Amicizie pericolose: il Ministro Madia con Valentina Di Zio, figlia del re abruzzese dei rifiuti (che è sotto processo)

Amicizie pericolose: il Ministro Madia con Valentina Di Zio, figlia del re abruzzese dei rifiuti (che è sotto processo)

di Christian Francia

Marianna Madia e Valentina Di Zio mano nella mano
Marianna Madia e Valentina Di Zio mano nella mano

–  Qualche giorno fa, sul sito dell’autorevole settimanale L’Espresso, è apparso un articolo dai toni preoccupati, che reca il seguente titolo: “Amicizie pericolose per Marianna Madia. Una foto con la figlia del re della spazzatura” (http://espresso.repubblica.it/palazzo/2014/11/13/news/amicizie-pericolose-per-marianna-madia-e-la-foto-con-la-figlia-del-re-della-spazzatura-1.188007?ref=HEF_RULLO).

Il sommario dell’articolo spiega: “Alla cena di raccolta fondi del partito democratico la ministra è stata immortalata con Valentina Di Zio, responsabile delle relazioni esterne del colosso di famiglia Deco.

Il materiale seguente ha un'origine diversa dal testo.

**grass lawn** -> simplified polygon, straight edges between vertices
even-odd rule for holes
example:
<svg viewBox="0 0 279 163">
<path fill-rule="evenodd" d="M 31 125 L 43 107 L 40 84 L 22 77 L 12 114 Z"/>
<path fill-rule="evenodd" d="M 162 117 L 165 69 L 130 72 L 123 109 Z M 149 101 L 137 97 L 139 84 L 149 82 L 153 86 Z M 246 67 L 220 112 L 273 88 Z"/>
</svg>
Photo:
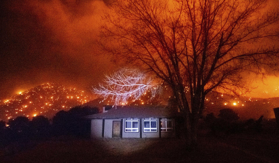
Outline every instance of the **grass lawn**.
<svg viewBox="0 0 279 163">
<path fill-rule="evenodd" d="M 33 142 L 15 153 L 3 155 L 0 162 L 273 163 L 279 160 L 278 141 L 257 141 L 241 136 L 205 135 L 191 151 L 185 150 L 179 139 L 53 139 Z"/>
</svg>

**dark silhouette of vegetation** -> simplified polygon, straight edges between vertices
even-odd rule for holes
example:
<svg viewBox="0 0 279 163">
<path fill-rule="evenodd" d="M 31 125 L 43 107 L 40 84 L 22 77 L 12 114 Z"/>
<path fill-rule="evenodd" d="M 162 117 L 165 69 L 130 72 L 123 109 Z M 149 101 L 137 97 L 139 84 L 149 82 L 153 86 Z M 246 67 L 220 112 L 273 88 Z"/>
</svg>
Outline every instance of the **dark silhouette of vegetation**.
<svg viewBox="0 0 279 163">
<path fill-rule="evenodd" d="M 227 134 L 239 133 L 244 131 L 250 133 L 259 132 L 262 130 L 261 123 L 263 116 L 257 121 L 250 119 L 245 122 L 238 120 L 237 114 L 232 109 L 225 108 L 220 111 L 218 117 L 213 113 L 207 114 L 204 121 L 214 134 L 223 132 Z"/>
<path fill-rule="evenodd" d="M 62 110 L 58 112 L 53 119 L 54 134 L 89 136 L 91 121 L 83 118 L 83 117 L 97 113 L 98 110 L 97 108 L 77 106 L 68 111 Z"/>
<path fill-rule="evenodd" d="M 97 113 L 97 107 L 77 106 L 68 111 L 58 112 L 53 117 L 51 124 L 48 118 L 43 116 L 34 117 L 31 120 L 26 117 L 17 117 L 10 119 L 7 126 L 5 122 L 1 121 L 0 145 L 63 135 L 87 137 L 90 134 L 90 121 L 83 117 Z"/>
<path fill-rule="evenodd" d="M 220 114 L 218 116 L 224 121 L 231 122 L 239 119 L 237 114 L 231 109 L 223 109 L 220 110 L 219 111 Z"/>
</svg>

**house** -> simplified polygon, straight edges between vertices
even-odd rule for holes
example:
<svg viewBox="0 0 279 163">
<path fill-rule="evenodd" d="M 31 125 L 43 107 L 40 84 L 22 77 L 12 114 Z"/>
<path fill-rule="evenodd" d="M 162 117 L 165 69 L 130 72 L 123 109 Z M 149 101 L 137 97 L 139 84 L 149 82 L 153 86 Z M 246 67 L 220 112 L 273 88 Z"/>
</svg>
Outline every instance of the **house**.
<svg viewBox="0 0 279 163">
<path fill-rule="evenodd" d="M 179 113 L 173 109 L 162 106 L 125 106 L 105 110 L 107 111 L 86 117 L 91 119 L 92 138 L 159 138 L 177 135 L 176 120 Z"/>
</svg>

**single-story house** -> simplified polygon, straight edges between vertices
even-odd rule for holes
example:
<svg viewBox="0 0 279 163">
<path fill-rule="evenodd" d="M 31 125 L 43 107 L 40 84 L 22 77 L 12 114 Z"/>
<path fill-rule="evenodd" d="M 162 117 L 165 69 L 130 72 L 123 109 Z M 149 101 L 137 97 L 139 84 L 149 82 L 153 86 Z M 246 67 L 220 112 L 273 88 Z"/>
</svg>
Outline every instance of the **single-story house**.
<svg viewBox="0 0 279 163">
<path fill-rule="evenodd" d="M 104 107 L 110 107 L 106 106 Z M 179 113 L 165 107 L 117 107 L 86 116 L 91 119 L 91 137 L 174 137 Z"/>
</svg>

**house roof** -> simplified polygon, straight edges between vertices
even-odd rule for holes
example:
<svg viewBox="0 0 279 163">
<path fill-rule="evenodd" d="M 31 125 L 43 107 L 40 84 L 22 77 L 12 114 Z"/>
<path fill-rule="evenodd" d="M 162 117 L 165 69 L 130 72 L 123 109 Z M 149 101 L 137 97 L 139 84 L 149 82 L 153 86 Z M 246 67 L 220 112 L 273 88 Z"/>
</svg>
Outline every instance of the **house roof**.
<svg viewBox="0 0 279 163">
<path fill-rule="evenodd" d="M 110 110 L 105 113 L 87 116 L 85 118 L 91 119 L 166 118 L 179 116 L 179 113 L 174 110 L 164 106 L 124 106 Z"/>
</svg>

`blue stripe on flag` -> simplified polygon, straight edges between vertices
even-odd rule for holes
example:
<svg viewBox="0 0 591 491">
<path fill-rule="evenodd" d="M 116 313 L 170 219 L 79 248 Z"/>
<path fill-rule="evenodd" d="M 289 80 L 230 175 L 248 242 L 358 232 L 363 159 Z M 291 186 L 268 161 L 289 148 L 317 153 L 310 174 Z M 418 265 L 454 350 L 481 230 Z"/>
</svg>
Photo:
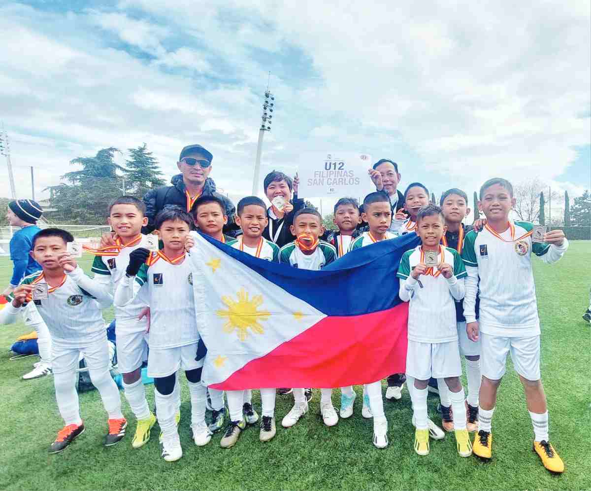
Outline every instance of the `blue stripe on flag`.
<svg viewBox="0 0 591 491">
<path fill-rule="evenodd" d="M 415 234 L 348 253 L 320 271 L 297 269 L 250 256 L 202 236 L 228 256 L 327 315 L 360 315 L 400 303 L 396 277 L 402 254 L 420 240 Z"/>
</svg>

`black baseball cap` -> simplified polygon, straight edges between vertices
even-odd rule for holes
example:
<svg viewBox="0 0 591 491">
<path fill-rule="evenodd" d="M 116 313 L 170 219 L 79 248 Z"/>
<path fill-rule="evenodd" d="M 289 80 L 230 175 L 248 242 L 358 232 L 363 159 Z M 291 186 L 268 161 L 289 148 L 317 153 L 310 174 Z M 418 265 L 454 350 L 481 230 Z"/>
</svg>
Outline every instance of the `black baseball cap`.
<svg viewBox="0 0 591 491">
<path fill-rule="evenodd" d="M 205 148 L 200 145 L 187 145 L 183 148 L 182 150 L 181 150 L 181 154 L 178 157 L 178 160 L 182 160 L 183 157 L 186 157 L 190 153 L 193 153 L 193 152 L 199 152 L 199 153 L 203 154 L 207 158 L 207 160 L 210 162 L 213 160 L 213 156 L 212 155 L 212 153 L 205 150 Z"/>
</svg>

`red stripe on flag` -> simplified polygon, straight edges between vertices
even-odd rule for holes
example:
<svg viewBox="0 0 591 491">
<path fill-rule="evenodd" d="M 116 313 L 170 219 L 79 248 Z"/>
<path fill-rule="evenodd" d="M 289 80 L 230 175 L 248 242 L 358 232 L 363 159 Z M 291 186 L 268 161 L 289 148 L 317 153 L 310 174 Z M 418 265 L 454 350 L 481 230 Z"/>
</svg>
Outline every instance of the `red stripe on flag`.
<svg viewBox="0 0 591 491">
<path fill-rule="evenodd" d="M 370 383 L 406 369 L 408 303 L 381 312 L 326 317 L 210 387 L 240 390 Z"/>
</svg>

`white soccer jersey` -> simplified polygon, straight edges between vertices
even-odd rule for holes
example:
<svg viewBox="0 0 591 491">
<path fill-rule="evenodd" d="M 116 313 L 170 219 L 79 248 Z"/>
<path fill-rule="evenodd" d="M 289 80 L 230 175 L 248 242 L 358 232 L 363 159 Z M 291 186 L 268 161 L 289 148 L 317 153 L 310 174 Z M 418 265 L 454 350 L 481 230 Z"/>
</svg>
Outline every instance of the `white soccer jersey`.
<svg viewBox="0 0 591 491">
<path fill-rule="evenodd" d="M 388 240 L 391 238 L 396 238 L 398 237 L 395 234 L 393 234 L 391 232 L 386 232 L 386 238 L 384 239 L 384 240 Z M 360 247 L 364 247 L 366 246 L 371 246 L 372 244 L 375 244 L 376 242 L 379 242 L 379 240 L 376 240 L 374 236 L 372 235 L 371 232 L 363 232 L 361 235 L 356 238 L 353 240 L 349 247 L 349 250 L 353 251 L 355 249 L 358 249 Z"/>
<path fill-rule="evenodd" d="M 259 257 L 261 259 L 266 259 L 267 261 L 272 261 L 275 263 L 278 262 L 279 261 L 279 246 L 262 237 L 261 240 L 262 242 L 260 243 L 259 247 L 249 247 L 248 246 L 245 246 L 242 243 L 241 238 L 230 241 L 227 244 L 235 249 L 243 251 L 246 254 L 249 254 L 255 257 Z"/>
<path fill-rule="evenodd" d="M 418 280 L 411 276 L 418 264 L 424 263 L 422 246 L 407 251 L 400 260 L 397 275 L 401 280 L 399 295 L 403 301 L 410 302 L 408 308 L 408 339 L 421 343 L 449 343 L 457 340 L 456 305 L 454 299 L 464 296 L 464 263 L 457 251 L 439 248 L 438 262 L 453 267 L 453 275 L 446 279 L 436 268 L 430 268 L 427 274 Z"/>
<path fill-rule="evenodd" d="M 528 222 L 509 222 L 497 234 L 488 225 L 480 232 L 471 230 L 464 241 L 462 257 L 468 278 L 466 282 L 464 315 L 476 321 L 477 291 L 480 291 L 480 329 L 487 334 L 522 337 L 540 334 L 535 285 L 531 253 L 545 263 L 560 259 L 569 247 L 534 243 Z"/>
<path fill-rule="evenodd" d="M 142 240 L 145 237 L 145 235 L 141 234 L 141 238 L 138 238 L 137 241 L 131 243 L 132 245 L 123 248 L 113 249 L 113 252 L 111 254 L 106 252 L 104 253 L 105 256 L 96 256 L 92 263 L 95 278 L 98 281 L 102 281 L 103 278 L 109 277 L 109 287 L 111 291 L 114 292 L 119 282 L 125 277 L 125 270 L 129 264 L 129 254 L 142 247 Z M 139 321 L 138 316 L 142 309 L 146 306 L 147 305 L 142 303 L 137 298 L 122 307 L 115 306 L 115 316 L 117 321 L 118 334 L 129 334 L 145 331 L 147 328 L 147 319 L 144 318 L 142 321 Z"/>
<path fill-rule="evenodd" d="M 336 258 L 336 249 L 327 242 L 320 241 L 318 247 L 309 256 L 304 254 L 295 241 L 286 244 L 279 251 L 279 262 L 300 269 L 318 271 Z"/>
<path fill-rule="evenodd" d="M 150 306 L 151 350 L 197 343 L 199 335 L 189 261 L 172 264 L 161 251 L 153 253 L 148 261 L 150 266 L 142 265 L 135 280 L 129 278 L 119 283 L 115 291 L 115 305 L 125 305 L 135 296 Z M 139 288 L 134 288 L 134 283 Z"/>
<path fill-rule="evenodd" d="M 87 280 L 92 282 L 90 278 Z M 23 279 L 21 285 L 47 283 L 38 271 Z M 12 301 L 14 297 L 9 297 Z M 87 291 L 68 275 L 55 288 L 49 288 L 47 299 L 31 300 L 47 325 L 52 343 L 77 347 L 105 335 L 106 328 L 101 306 Z M 22 307 L 21 308 L 22 308 Z"/>
<path fill-rule="evenodd" d="M 400 225 L 400 228 L 398 230 L 398 235 L 405 235 L 407 234 L 410 234 L 411 232 L 417 231 L 417 222 L 413 222 L 411 220 L 410 217 L 407 218 L 402 224 Z"/>
</svg>

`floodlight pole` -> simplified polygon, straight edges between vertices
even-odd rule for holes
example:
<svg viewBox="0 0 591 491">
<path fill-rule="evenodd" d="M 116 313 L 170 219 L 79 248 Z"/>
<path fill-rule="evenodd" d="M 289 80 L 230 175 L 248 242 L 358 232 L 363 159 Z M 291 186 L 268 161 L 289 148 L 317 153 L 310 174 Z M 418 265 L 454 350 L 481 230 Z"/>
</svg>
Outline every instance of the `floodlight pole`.
<svg viewBox="0 0 591 491">
<path fill-rule="evenodd" d="M 271 72 L 269 72 L 269 79 Z M 261 157 L 262 156 L 262 140 L 265 131 L 271 131 L 271 125 L 273 122 L 273 107 L 275 105 L 275 97 L 269 91 L 269 82 L 267 81 L 267 90 L 265 91 L 265 101 L 262 105 L 262 114 L 261 116 L 261 127 L 259 128 L 258 143 L 256 145 L 256 158 L 255 159 L 254 174 L 252 177 L 252 195 L 256 196 L 259 189 L 259 179 L 261 173 Z"/>
</svg>

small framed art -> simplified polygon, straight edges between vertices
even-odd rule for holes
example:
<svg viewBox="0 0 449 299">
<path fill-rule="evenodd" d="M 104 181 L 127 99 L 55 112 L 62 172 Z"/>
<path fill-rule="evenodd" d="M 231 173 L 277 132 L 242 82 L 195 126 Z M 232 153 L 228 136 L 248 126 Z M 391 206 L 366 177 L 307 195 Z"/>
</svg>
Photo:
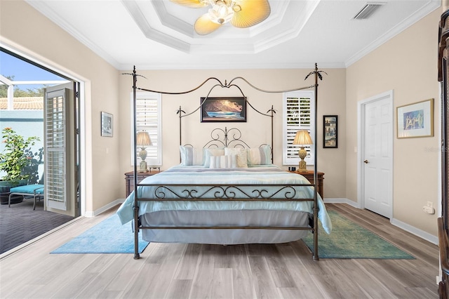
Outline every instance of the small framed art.
<svg viewBox="0 0 449 299">
<path fill-rule="evenodd" d="M 434 99 L 396 108 L 398 138 L 434 135 Z"/>
<path fill-rule="evenodd" d="M 114 126 L 114 117 L 112 114 L 101 112 L 101 135 L 105 137 L 112 137 Z"/>
<path fill-rule="evenodd" d="M 323 116 L 323 147 L 338 147 L 338 116 Z"/>
<path fill-rule="evenodd" d="M 246 99 L 201 98 L 201 121 L 203 122 L 246 122 Z"/>
</svg>

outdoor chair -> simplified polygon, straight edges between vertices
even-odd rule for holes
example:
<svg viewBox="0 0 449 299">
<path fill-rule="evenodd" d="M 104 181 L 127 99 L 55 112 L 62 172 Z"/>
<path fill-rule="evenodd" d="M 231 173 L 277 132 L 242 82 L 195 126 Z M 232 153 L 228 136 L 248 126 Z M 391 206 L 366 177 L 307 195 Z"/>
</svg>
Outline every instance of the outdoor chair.
<svg viewBox="0 0 449 299">
<path fill-rule="evenodd" d="M 24 199 L 33 197 L 33 210 L 36 209 L 36 201 L 43 199 L 43 185 L 32 184 L 14 187 L 10 190 L 8 206 L 11 206 L 11 197 L 14 195 L 22 195 Z"/>
<path fill-rule="evenodd" d="M 18 186 L 11 188 L 9 198 L 8 199 L 8 206 L 11 206 L 11 198 L 15 195 L 22 195 L 23 199 L 33 199 L 33 210 L 36 209 L 36 201 L 43 199 L 43 180 L 39 180 L 38 174 L 39 163 L 34 159 L 32 159 L 29 164 L 25 166 L 24 173 L 29 175 L 28 185 Z M 42 175 L 43 178 L 43 174 Z"/>
</svg>

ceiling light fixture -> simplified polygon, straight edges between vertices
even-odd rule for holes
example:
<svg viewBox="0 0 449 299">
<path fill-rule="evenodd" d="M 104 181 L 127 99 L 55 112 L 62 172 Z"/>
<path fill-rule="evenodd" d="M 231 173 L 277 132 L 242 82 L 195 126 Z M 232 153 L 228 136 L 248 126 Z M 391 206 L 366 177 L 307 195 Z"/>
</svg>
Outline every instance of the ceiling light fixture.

Che vede il padre, proprietario, sotto processo per peculato, abuso d’ufficio e turbativa d’asta.

Il contenuto dell’articolo evidenzia una confidenza elevata e un livello di intimità parecchio evoluto fra le due: Mano nella mano, il ministro della Pubblica amministrazione, Marianna Madia, e Valentina Di Zio, figlia del monopolista della spazzatura abruzzese Rodolfo, proprietario del colosso Deco e sotto processo per peculato, abuso d’ufficio e turbativa d’asta nella maxi inchiesta della procura pescarese sui rifiuti. I Di Zio possiedono sei discariche delle sette presenti in Abruzzo e si occupano dello smaltimento di parte del pattume romano. Un giro d’affari enorme, che è finito più volte sotto la lente d’ingrandimento della magistratura. «Io sono apolitico; finanzio tutti», diceva l’imprenditore in una conversazione intercettata dagli inquirenti. E proprio i suoi rapporti con il PDL (quando governava la Regione) lo hanno fatto finire nei guai insieme a esponenti del centrodestra. Ma oggi l’aria sembra essere cambiata, tanto che Valentina Di Zio, responsabile delle relazioni esterne dell’azienda, ha partecipato alla cena di raccolta fondi organizzata da Renzi. Sorridente con il ministro Madia, sotto il logo del PD”.

Direi che la sintesi del settimanale L’Espresso è perfetta e che non ci sia bisogno di aggiungere altro, se non rammentare che l’inchiesta Rifiutopoli concerne l’ex partito del PDL, il quale aveva ricevuto – per il tramite di Paolo Tancredi – un contributo elettorale di 20.000 euro proprio da Di Zio, contributo che secondo i PM avrebbe costituito il “corrispettivo dell’attività di convincimento degli amministratori regionali a modificare la legge regionale sui rifiuti”, al fine di favorire la costruzione di un termovalorizzatore da affidare alla società di Di Zio.

Nel frattempo che il padre si difende nelle aule penali, la figlioletta Valentina cura le pubbliche relazioni della prospera azienda di famiglia, tenendosi teneramente mano nella mano con il Ministro Marianna Madia.

Ovviamente non è vietato farsi ritrarre in atteggiamenti che palesano un’affettuosa amicizia con una dirigente d’azienda il cui padre/datore di lavoro è sotto processo per reati che infamano e coprono di vergogna proprio la Pubblica Amministrazione di cui Marianna Madia è Ministro.

Potrebbe essere semplicemente inopportuno, ma soldi, affari, conflitti di interesse, massoneria, poteri occulti e indifferenza per l’interesse pubblico sono tutte cose che al PD piacciono da morire.